Hi,
Crazed123 wrote:Yes, but how do I time them? With my stopwatch?!
For timing a set of instructions, typically you'd use the RDTSC instruction (ReaD Time Stamp Counter). RDTSC returns the number of cycles the CPU has done so far (the time stamp). By reading the time stamp at the start and end you can work out how many cycles the code took to run.
For e.g.:
Code: Select all
RDTSC
push eax
push edx
<code being timed>
RDTSC
pop ecx
pop ebx
sub eax,ebx
sbb edx,ecx ;edx:eax = number of cycles it took
To get very accurate results there's a pile of obvious and not-so-obvious things that need to be taken into account (the overhead that the measuring code itself adds, IRQs, CPU caches and instruction pipelines). Usually running the code 10 times in a row and finding the average is good enough for most things...
A quick note about Bochs (and QEMU too I think) - every instruction takes exactly 1 cycle! For example, as far as Bochs is concerned, something like "mov al,1" or "inc ebx" takes the same amount of time as "fdiv". Also there is no pipelining, so "mov eax,1; mov ebx, 1" will be counted as 2 cycles where a modern CPU will do both in one cycle (depending on the CPU of course). This means a highly tuned series of simple integer instructions will take the same number of cycles as a series of depandant floating point divisions - definately not accurate in any way.

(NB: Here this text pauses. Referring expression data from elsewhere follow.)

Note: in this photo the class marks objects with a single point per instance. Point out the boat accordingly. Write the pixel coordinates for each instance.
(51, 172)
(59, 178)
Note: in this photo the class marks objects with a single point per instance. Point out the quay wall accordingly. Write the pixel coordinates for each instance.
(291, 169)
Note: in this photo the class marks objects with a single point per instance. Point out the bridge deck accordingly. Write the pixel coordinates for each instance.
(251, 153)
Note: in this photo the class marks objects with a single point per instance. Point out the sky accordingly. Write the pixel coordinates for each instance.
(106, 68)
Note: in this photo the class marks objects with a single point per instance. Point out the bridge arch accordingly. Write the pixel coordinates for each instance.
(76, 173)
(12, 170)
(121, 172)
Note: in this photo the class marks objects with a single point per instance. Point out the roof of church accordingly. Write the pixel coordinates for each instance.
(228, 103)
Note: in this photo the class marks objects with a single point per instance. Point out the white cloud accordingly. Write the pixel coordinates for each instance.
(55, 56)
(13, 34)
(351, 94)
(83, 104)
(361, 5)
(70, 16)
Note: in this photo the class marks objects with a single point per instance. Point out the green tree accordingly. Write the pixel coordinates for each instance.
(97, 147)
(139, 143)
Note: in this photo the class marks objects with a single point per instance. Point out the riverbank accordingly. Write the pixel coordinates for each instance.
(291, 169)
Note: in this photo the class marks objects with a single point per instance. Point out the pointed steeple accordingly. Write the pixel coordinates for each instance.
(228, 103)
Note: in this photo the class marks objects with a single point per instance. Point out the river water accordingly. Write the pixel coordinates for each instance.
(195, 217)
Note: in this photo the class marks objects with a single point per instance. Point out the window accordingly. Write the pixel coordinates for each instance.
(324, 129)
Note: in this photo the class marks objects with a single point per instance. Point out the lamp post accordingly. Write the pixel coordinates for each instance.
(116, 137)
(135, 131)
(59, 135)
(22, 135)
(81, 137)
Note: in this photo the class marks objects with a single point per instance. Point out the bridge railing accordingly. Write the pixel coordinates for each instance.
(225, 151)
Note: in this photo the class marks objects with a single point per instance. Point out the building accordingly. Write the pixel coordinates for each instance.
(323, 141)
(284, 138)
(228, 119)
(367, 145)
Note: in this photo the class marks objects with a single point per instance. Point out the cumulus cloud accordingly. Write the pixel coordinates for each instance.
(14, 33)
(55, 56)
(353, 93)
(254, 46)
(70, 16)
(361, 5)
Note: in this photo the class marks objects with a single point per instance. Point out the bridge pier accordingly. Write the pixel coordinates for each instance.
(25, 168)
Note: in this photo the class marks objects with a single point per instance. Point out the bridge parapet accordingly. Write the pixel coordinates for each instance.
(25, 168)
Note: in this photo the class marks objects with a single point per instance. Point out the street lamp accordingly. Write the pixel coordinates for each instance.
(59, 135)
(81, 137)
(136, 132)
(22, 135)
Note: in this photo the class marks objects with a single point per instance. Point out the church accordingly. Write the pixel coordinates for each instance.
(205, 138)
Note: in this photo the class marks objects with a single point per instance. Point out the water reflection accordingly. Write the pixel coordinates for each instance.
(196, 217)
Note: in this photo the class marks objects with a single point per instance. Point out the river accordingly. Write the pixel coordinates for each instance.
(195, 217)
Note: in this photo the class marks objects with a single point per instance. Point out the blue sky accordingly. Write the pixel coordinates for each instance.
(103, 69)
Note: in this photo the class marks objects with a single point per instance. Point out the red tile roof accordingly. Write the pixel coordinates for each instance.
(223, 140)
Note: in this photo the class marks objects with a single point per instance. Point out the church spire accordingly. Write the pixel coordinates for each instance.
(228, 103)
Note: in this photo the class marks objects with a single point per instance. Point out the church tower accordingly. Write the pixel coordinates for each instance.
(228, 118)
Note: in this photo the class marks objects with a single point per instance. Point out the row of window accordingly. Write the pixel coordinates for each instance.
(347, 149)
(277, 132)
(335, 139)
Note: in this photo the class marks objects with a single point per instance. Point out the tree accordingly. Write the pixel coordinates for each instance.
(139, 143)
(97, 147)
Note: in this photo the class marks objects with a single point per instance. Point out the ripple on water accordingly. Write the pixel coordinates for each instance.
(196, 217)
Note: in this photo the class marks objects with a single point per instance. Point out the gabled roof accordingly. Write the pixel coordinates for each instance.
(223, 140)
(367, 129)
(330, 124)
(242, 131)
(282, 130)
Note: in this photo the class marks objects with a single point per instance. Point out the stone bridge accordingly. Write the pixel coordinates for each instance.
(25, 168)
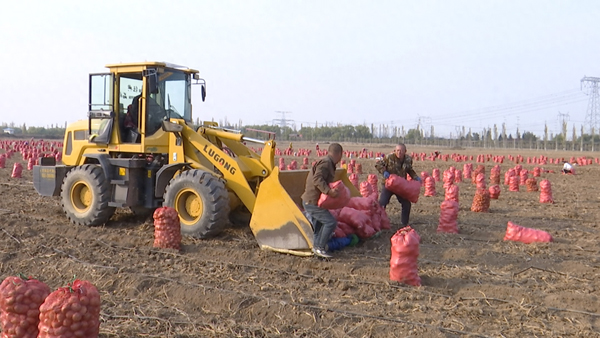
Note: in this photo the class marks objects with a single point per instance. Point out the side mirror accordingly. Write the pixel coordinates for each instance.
(171, 127)
(153, 83)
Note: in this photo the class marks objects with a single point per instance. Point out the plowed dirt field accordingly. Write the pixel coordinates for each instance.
(474, 283)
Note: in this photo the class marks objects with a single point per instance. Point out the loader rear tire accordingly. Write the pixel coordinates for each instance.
(85, 194)
(201, 201)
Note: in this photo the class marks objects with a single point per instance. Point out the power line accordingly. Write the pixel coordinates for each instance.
(592, 116)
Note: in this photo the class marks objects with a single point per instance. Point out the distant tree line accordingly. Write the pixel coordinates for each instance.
(52, 131)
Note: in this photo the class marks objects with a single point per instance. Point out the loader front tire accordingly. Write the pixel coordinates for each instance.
(85, 194)
(201, 201)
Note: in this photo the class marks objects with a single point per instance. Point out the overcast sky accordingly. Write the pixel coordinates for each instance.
(444, 63)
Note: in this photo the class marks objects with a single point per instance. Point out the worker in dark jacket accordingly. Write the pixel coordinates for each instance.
(317, 182)
(397, 163)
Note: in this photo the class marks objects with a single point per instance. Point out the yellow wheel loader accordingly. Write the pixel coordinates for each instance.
(138, 149)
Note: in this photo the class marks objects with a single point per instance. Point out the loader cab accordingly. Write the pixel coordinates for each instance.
(128, 104)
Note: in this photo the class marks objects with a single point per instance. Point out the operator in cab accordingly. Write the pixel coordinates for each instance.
(155, 114)
(317, 183)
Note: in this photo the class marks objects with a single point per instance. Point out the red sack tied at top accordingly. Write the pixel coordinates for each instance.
(405, 251)
(406, 189)
(525, 235)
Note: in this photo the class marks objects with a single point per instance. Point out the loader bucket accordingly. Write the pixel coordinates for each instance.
(278, 222)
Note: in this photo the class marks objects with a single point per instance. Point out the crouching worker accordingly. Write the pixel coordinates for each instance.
(397, 163)
(317, 182)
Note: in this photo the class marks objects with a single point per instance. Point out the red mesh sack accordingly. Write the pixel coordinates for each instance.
(20, 301)
(523, 176)
(525, 235)
(495, 175)
(328, 202)
(513, 183)
(406, 189)
(372, 179)
(494, 191)
(518, 169)
(72, 311)
(376, 220)
(405, 252)
(430, 187)
(467, 170)
(546, 192)
(448, 177)
(354, 180)
(507, 175)
(480, 181)
(531, 184)
(481, 201)
(436, 174)
(479, 170)
(354, 218)
(385, 220)
(448, 216)
(424, 175)
(365, 189)
(451, 193)
(457, 176)
(167, 228)
(17, 170)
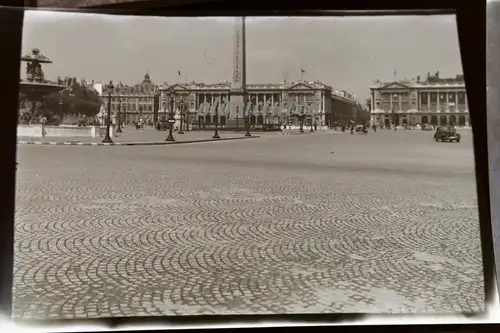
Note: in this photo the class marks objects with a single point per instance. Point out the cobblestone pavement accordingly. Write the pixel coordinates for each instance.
(384, 222)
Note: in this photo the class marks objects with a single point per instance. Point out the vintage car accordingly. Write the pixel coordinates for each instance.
(446, 134)
(361, 129)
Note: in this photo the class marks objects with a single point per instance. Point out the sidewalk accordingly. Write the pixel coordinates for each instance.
(132, 137)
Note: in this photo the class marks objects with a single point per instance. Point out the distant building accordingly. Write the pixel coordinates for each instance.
(136, 101)
(435, 100)
(333, 105)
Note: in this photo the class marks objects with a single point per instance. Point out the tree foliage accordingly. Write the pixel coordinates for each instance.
(78, 100)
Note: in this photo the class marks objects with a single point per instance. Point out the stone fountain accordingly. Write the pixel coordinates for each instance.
(35, 87)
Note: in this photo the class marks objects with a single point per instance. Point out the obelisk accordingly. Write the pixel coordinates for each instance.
(238, 86)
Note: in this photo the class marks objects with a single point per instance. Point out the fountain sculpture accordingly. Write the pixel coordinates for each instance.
(35, 87)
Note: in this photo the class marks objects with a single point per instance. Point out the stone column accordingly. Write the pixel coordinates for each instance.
(238, 86)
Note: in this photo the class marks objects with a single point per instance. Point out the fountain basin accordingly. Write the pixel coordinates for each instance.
(40, 131)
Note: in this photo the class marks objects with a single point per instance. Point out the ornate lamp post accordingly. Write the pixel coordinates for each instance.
(171, 121)
(301, 120)
(119, 129)
(107, 138)
(181, 115)
(216, 133)
(246, 117)
(237, 118)
(61, 115)
(311, 114)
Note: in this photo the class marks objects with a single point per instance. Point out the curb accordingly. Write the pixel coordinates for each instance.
(152, 143)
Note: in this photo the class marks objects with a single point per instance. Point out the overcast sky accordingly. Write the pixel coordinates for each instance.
(348, 53)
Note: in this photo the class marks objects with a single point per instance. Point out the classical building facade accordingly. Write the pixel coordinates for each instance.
(333, 104)
(136, 101)
(435, 100)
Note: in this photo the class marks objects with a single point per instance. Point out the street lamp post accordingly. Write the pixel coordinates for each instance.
(61, 115)
(237, 119)
(119, 129)
(107, 138)
(301, 120)
(181, 114)
(246, 118)
(171, 121)
(311, 114)
(216, 133)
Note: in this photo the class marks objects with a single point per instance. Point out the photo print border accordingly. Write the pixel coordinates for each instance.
(470, 23)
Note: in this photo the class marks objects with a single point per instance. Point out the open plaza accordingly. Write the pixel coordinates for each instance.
(310, 223)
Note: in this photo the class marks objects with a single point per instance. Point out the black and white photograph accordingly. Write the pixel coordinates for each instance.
(243, 165)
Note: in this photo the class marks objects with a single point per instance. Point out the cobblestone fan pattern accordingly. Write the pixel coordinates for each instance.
(316, 224)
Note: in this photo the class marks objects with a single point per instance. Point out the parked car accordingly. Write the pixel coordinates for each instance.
(361, 129)
(446, 134)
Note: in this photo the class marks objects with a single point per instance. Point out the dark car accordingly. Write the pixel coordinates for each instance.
(361, 129)
(446, 134)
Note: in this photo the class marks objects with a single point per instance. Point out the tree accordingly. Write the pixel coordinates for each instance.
(76, 100)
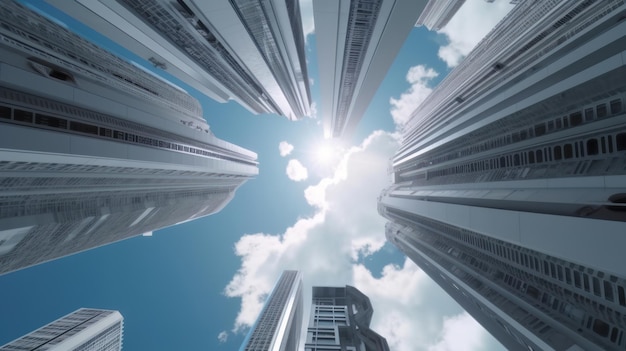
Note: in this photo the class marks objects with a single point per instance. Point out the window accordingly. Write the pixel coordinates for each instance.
(5, 112)
(601, 327)
(576, 118)
(592, 146)
(620, 140)
(540, 129)
(567, 151)
(557, 153)
(608, 290)
(601, 110)
(616, 106)
(23, 116)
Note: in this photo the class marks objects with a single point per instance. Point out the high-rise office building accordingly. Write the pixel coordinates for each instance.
(510, 183)
(248, 51)
(94, 149)
(85, 329)
(279, 325)
(340, 320)
(357, 41)
(438, 13)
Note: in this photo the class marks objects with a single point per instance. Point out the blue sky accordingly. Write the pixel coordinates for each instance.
(185, 285)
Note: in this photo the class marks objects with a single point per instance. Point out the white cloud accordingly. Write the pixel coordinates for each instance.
(296, 171)
(306, 11)
(285, 148)
(468, 26)
(409, 308)
(419, 77)
(313, 110)
(460, 332)
(222, 336)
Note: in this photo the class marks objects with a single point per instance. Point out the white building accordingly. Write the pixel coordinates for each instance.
(340, 319)
(357, 41)
(85, 329)
(248, 51)
(438, 13)
(94, 149)
(279, 324)
(508, 188)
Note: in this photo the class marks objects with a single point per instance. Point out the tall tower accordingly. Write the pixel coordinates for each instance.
(509, 186)
(357, 41)
(340, 320)
(85, 329)
(279, 325)
(94, 149)
(438, 13)
(248, 51)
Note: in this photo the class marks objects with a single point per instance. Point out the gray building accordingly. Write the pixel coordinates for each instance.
(509, 186)
(357, 41)
(251, 52)
(279, 324)
(340, 320)
(85, 329)
(438, 13)
(94, 149)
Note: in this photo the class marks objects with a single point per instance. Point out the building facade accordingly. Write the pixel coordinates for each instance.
(340, 319)
(94, 149)
(279, 325)
(508, 188)
(438, 13)
(248, 51)
(85, 329)
(357, 41)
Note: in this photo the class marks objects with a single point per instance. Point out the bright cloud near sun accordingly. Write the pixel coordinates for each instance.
(285, 148)
(296, 171)
(328, 247)
(419, 77)
(223, 336)
(468, 26)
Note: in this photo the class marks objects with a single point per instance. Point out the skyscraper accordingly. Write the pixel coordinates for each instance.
(94, 149)
(248, 51)
(85, 329)
(438, 13)
(279, 325)
(340, 320)
(357, 41)
(509, 186)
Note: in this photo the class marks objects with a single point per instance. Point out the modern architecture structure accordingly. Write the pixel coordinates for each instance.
(340, 320)
(357, 41)
(438, 13)
(94, 149)
(279, 325)
(510, 183)
(85, 329)
(248, 51)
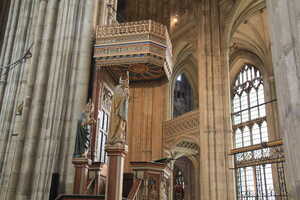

Of course this isn't really
profiling as I understand it. For that you'd also need to consider how often each routine is used. For example, if one routine takes 4 seconds and it's run once a day and another routine takes 1 second but it's run once every minute, then you'd want to optimize the quicker routine before worrying about the slower routine.
For working out how often code is used there's 2 methods that I'm aware of. The first is to have a timer IRQ that takes a "sample" - if the timer interrupts routine A 100 times and interrupts routine B 20 times, then you can assume routine A is 5 times as important for performance. This can work for a lot of things, but disabling interrupts can distort the results.
The next method involves adding a counter at the beginning of every routine. For example:
Code: Select all
section .data
counterA: dd 0
counterB: dd 0
counterC: dd 0
section .text
routineA:
inc dword [counterA]
..do the work...
ret
routineB:
inc dword [counterB]
..do the work...
ret
routineC:
inc dword [counterC]
..do the work...
ret
This isn't effected by disabling interrupts, but can be tedious to implement.
In addition to all of this, there's the performance monitoring counters that are built into modern CPUs. These are all model specific (e.g. code designed for a Pentium 4 probably won't work on anything else), and they aren't easy to understand (I gave up). IIRC Intel makes a special tool for performance tuning windows applications that does use them. Anyway, if this sort of thing sounds interesting or useful to you, the details are in chapter 15 of Intel's system programming guide...
Cheers,
Brendan